HOUSTON – Delfin Midstream Inc. and Devon Energy Corp. say they have entered into a liquefied natural gas (LNG) export partnership that includes an executed Heads of Agreement (HOA) for long-term liquefaction capacity and a pre-FID strategic investment by Devon in Delfin.
The HOA provides the framework for finalizing a definitive long-term tolling agreement representing 1.0 million tons per annum (MTPA) of liquefaction capacity in Delfin’s first floating LNG vessel, with the ability to add an additional 1.0 MTPA in Delfin’s first or a future FLNG vessel.
In addition to providing Devon up to 2.0 MTPA of total liquefaction capacity on a long-term basis, the HOA also provides opportunity for additional future equity investments in Delfin by Devon.

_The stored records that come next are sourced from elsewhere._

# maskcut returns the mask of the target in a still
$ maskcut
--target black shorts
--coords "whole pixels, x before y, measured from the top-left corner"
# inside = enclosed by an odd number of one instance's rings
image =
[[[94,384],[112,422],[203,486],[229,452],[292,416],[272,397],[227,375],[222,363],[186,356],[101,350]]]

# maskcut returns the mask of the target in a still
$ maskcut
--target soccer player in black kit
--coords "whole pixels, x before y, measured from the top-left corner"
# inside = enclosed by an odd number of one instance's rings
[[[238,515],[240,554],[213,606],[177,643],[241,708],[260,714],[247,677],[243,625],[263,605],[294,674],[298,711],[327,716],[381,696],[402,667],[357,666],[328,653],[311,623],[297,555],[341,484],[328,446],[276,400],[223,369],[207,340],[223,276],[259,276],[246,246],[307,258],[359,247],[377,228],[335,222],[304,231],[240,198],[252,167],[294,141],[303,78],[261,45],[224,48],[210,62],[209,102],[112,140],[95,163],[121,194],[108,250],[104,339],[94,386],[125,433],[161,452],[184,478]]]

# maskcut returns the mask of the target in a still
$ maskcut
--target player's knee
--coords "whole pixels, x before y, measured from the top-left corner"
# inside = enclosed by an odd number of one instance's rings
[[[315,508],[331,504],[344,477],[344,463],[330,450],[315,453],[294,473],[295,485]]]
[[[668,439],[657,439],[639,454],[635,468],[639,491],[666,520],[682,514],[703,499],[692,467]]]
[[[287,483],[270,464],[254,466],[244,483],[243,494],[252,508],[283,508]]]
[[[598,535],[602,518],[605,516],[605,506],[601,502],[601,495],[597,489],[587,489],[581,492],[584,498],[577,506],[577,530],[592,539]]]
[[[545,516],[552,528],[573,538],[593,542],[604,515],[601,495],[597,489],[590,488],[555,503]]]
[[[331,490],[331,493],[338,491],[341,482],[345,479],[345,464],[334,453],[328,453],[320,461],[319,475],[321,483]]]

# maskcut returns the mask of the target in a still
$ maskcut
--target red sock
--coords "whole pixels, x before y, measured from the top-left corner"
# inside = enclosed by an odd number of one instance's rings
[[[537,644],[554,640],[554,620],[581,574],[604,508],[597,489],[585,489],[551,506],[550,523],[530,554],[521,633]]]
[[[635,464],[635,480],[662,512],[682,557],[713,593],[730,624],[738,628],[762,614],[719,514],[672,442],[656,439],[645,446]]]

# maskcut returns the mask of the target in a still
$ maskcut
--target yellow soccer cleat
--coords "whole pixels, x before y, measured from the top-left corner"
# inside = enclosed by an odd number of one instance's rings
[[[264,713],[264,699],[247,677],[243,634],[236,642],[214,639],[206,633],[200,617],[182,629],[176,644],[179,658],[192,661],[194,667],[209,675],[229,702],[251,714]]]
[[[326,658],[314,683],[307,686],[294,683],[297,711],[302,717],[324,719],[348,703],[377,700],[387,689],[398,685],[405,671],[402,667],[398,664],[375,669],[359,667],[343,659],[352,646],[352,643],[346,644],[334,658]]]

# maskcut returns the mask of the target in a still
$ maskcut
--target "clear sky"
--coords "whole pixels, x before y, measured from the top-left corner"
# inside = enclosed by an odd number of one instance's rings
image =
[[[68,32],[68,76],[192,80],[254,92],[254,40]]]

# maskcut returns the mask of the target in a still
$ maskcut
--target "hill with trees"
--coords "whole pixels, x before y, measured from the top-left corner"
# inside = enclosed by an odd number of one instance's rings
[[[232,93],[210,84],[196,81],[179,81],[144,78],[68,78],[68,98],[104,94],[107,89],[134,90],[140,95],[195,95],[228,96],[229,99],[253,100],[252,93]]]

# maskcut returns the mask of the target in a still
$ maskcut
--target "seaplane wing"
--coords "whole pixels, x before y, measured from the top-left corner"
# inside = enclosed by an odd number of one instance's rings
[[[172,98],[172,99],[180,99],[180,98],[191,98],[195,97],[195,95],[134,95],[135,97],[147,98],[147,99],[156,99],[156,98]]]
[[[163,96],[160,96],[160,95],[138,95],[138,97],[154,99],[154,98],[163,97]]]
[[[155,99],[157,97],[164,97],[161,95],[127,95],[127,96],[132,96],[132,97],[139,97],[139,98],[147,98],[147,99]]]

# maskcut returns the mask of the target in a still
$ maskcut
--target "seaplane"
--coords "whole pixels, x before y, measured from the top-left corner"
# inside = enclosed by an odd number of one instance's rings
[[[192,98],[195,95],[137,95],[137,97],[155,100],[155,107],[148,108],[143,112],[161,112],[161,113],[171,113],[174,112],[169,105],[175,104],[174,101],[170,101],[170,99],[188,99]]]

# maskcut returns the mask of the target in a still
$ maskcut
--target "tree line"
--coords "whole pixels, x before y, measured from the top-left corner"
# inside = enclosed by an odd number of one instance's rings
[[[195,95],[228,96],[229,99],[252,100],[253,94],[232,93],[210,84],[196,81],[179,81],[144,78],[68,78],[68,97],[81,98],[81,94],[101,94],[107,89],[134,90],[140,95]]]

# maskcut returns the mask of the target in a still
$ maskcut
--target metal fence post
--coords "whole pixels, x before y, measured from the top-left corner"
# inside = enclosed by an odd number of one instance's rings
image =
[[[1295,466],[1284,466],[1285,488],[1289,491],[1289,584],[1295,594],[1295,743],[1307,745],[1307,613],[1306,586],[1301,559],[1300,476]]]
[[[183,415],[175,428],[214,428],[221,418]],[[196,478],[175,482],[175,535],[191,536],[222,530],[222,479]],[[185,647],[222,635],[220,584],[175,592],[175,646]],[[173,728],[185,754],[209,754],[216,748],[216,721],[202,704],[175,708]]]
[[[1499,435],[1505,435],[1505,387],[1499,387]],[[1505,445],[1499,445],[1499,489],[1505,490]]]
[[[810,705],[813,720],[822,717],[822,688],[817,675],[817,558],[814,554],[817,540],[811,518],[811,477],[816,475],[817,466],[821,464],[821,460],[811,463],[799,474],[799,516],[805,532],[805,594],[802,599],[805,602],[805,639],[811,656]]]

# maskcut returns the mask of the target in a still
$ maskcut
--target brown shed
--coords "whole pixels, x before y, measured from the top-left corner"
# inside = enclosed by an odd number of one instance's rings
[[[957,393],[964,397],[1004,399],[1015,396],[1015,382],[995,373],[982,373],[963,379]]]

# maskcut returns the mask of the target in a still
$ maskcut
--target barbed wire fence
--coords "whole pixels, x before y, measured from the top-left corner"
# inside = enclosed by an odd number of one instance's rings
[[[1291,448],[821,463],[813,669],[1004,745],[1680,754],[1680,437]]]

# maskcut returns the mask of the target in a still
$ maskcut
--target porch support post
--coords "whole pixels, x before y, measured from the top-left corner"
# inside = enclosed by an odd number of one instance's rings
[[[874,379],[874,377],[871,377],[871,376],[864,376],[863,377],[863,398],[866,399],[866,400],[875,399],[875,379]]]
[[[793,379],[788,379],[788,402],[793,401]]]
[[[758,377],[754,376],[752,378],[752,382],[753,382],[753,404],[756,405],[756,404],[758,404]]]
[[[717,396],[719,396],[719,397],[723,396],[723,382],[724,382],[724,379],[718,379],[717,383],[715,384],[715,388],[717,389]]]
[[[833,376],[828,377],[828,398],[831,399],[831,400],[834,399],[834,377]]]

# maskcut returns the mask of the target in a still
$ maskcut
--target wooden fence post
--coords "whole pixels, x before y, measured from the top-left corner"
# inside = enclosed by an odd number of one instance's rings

Following its recent announcement of a binding SPA with Vitol and a HOA with Centrica, this announcement represents Delfin’s third major agreement in the past two months. Delfin is also in numerous advanced discussions on additional binding SPAs, HOAs and tolling agreements similar to those previously announced.
Delfin LNG is a brownfield deepwater port that is designed to support up to four FLNG vessels producing up to 13 mtpa of LNG. To advance the project, Delfin has purchased the UTOS pipeline, which it says is the largest natural gas pipeline in the Gulf of Mexico.
As a modular project requiring only 2.0 to 2.5 MTPA of long-term contracts to begin construction, and with all necessary permits in hand, Delfin says that it is on schedule to make FID on its first floating LNG vessel by the end of this year, with operations expected to commence in 2026.